The lure of online retail has always been the ability to scale at speed selling products globally and transcending the practical constraints of bricks-and-mortar. What makes ChannelSight a market-leading enabler for brands in this quest is our relentless focus on the quality of our product data and delivering this at speed and scale. With brands and retailers constantly adding new products keeping these two very large dynamic data sets in sync is a key challenge at the core of providing a world leading Where to Buy solution.

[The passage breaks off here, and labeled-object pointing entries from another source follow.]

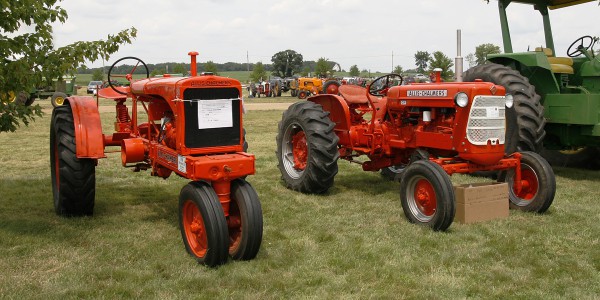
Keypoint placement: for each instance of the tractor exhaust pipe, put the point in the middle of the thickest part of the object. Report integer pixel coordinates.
(193, 67)
(458, 61)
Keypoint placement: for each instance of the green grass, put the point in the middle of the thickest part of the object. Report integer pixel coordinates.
(352, 242)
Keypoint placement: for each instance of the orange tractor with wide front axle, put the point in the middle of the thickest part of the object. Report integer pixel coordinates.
(190, 126)
(421, 133)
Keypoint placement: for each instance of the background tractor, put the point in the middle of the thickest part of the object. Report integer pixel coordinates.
(308, 86)
(557, 99)
(431, 130)
(189, 126)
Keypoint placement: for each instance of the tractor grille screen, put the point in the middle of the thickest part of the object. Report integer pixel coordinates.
(486, 120)
(219, 109)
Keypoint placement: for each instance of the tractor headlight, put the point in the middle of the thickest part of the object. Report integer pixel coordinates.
(461, 99)
(509, 100)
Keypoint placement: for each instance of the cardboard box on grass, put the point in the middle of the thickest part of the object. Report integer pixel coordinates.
(477, 202)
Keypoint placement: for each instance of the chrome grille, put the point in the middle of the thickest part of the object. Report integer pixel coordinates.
(486, 120)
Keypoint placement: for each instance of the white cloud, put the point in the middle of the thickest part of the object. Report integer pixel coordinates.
(349, 32)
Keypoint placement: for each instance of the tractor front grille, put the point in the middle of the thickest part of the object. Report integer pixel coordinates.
(223, 128)
(487, 120)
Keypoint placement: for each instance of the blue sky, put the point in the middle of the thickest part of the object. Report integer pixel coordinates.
(365, 33)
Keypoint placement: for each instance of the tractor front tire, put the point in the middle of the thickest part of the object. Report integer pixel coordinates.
(525, 120)
(202, 224)
(307, 148)
(58, 99)
(245, 221)
(538, 184)
(427, 195)
(73, 179)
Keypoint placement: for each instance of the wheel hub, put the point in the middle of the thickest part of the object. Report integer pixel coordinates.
(194, 228)
(425, 197)
(300, 150)
(529, 185)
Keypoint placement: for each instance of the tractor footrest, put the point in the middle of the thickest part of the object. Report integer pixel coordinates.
(219, 167)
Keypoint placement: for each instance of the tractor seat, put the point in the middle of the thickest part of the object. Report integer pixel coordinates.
(562, 65)
(109, 93)
(353, 93)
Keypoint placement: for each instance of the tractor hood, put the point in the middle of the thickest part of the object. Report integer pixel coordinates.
(554, 4)
(170, 87)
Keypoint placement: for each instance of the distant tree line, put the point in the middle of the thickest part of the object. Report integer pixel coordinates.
(289, 63)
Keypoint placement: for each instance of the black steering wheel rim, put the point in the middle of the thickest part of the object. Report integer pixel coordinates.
(126, 76)
(580, 48)
(386, 86)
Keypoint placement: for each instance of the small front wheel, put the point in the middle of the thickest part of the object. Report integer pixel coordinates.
(245, 221)
(427, 195)
(202, 224)
(537, 184)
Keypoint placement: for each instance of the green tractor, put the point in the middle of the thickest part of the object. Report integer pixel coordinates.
(556, 99)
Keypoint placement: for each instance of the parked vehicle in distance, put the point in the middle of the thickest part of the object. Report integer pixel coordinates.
(93, 86)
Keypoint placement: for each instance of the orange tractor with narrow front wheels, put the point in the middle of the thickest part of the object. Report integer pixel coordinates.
(188, 126)
(419, 134)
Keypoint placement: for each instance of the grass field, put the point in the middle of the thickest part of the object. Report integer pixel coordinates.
(353, 242)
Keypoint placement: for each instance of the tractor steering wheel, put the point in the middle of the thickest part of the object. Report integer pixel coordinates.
(580, 47)
(381, 85)
(128, 76)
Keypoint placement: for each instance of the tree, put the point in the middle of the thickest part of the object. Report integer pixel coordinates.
(211, 67)
(398, 70)
(30, 60)
(179, 69)
(286, 63)
(470, 58)
(323, 68)
(440, 60)
(354, 72)
(482, 51)
(421, 60)
(98, 75)
(258, 72)
(305, 71)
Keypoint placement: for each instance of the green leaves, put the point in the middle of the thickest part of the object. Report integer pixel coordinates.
(28, 59)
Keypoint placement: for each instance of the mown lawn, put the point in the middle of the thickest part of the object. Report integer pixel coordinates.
(352, 242)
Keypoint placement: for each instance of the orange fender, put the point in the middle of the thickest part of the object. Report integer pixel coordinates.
(89, 140)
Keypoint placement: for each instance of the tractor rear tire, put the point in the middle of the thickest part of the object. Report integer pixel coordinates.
(245, 221)
(539, 184)
(525, 120)
(202, 224)
(331, 87)
(73, 179)
(583, 158)
(58, 99)
(427, 195)
(307, 150)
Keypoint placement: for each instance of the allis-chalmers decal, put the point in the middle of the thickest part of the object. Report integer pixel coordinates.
(427, 93)
(167, 157)
(211, 83)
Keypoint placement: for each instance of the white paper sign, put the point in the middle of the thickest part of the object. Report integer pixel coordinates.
(181, 166)
(215, 113)
(492, 112)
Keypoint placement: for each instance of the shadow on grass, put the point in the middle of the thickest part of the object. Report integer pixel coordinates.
(29, 211)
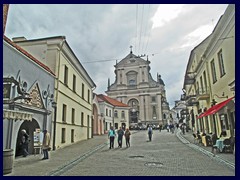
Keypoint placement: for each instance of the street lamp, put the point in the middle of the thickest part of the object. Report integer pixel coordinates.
(54, 105)
(214, 120)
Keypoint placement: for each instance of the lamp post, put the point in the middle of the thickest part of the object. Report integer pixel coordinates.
(54, 105)
(214, 120)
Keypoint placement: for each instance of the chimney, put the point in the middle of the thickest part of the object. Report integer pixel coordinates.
(18, 39)
(5, 13)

In 2019 our daily volume of retailer products matched to brand products in our product database doubled from the start of the year to the end. Our level of automated match improved from just under 90% in January to almost 99% in December. This ability to scale through automation while maintaining quality is at the core of our success and is a strategic asset for us.
There are many challenges that we have overcome on the journey to achieving this level of automated scale. Product matching at the required speed and scale being the greatest. Factors that contribute to the challenge include the volume of products carried by online retailers as well as international manufacturers and brands having large catalogues including a multitude of product variants. Multilingual and localised product content also throws up challenges when trying to determine matches based on product titles features and descriptions. The consistency of product identifiers employed varies from market to market and retailer to retailer meaning it can't be a trusted source of accurate matching. Maximising product recall while maintaining matching precision through use of imagery and all available textual metadata is the ultimate goal.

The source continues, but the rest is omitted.